Lifespans have been gradually increasing
For decades, the number of people who live beyond the age of 100 has been on the rise, up to nearly half a million people worldwide.
However, there are far fewer “supercentenarians,” people who live to age 110 or even beyond. When Jeanne Calment of France died in 1997, she was 122 years old. Presently, the oldest person in the world is 118-year-old Kane Tanaka of Japan.
Throughout history, the extremes of humanity have fascinated people. A record at the Olympics or a trip to the moon are examples of this. Thus, people have an insatiable curiosity about how long they can live. By quantifying and determining the likelihood of specific individuals living to extreme ages within this century, this research seeks to make predictions about the future.
Certain issues with longevity
Government and economic policies and individuals’ health care and lifestyle decisions have ramifications related to longevity, making what’s probable, or even possible, relevant at all levels of society.
An article in the journal Demographic Research examines the extremes of human life through statistical modeling. Experts have debated the possible limits to the maximum reported age at death, taking into account ongoing research into aging, the prospects of future medical and scientific discoveries, and how few people are verified to have reached 110 and over.
Some scientists maintain no natural limit to human longevity due to disease and primary cell decay, but others argue that record-breaking supercentenarians prove there is no limit.
In their study, Adam Pearce and Professor Adrian Raftery, a professor of statistics and sociology, approached the problem differently. By the year 2100, the most extended human lifespan could be anywhere in the world. According to Bayesian statistics, a commonly used tool in modern statistics, the researchers estimate that the world record of 122 years is almost certainly going to be broken, with a strong likelihood of at least one person living anywhere between 125 and 132 years.
Researchers Ray Aftery and Adam Pearce used the Max Planck Institute for Demographic Research’s International Database on Longevity’s latest version to calculate the probability of living past 110 years of age and to what age. The database includes supercentenarians from ten European countries and Canada, Japan, and the United States.
The team estimated the probability for the maximum reported age at death in all thirteen countries from 2020 through 2100 by applying a Bayesian approach.
Among their findings:
- According to researchers, there is a near 100% chance that Calment’s record of 122 years, 164 days will be broken:
- There is a strong probability that you will live well into your 124th year (99% probability) and even into your 127th year (68% probability);
- There is a 13% chance of someone living to 130, so it is possible to live even longer;
- In this century, it is doubtful that anyone will live to 135 years old.
As things stand, supercentenarians are the exception, and the likelihood of breaking the current record increases only if the number of supercentenarians increases significantly.
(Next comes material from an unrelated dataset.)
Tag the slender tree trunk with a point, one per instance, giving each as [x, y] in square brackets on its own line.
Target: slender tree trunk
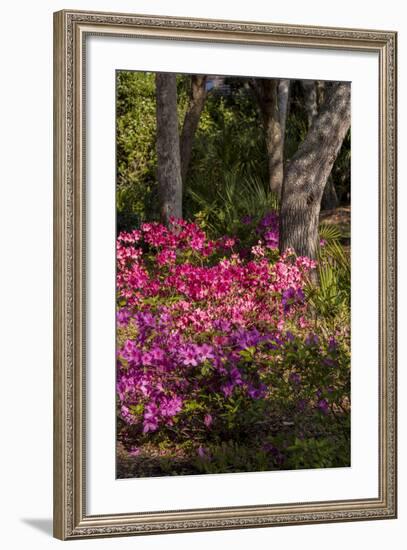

Global population growth makes that possible, researchers say.
Those who achieve extreme longevity are still rare enough to belong to a small group, Raftery says. After a certain age, mortality rates flatten despite population growth and advances in health care. Therefore, if a person lives to 110, they are half as likely to live to 114, which equals about one year more.
After a person reaches 110, they typically die at the same rate regardless of their age. At this point, there are no classic causes of death, such as disease or accident. The factors that often cause them to die are quite different from those that affect younger people. These individuals are very robust.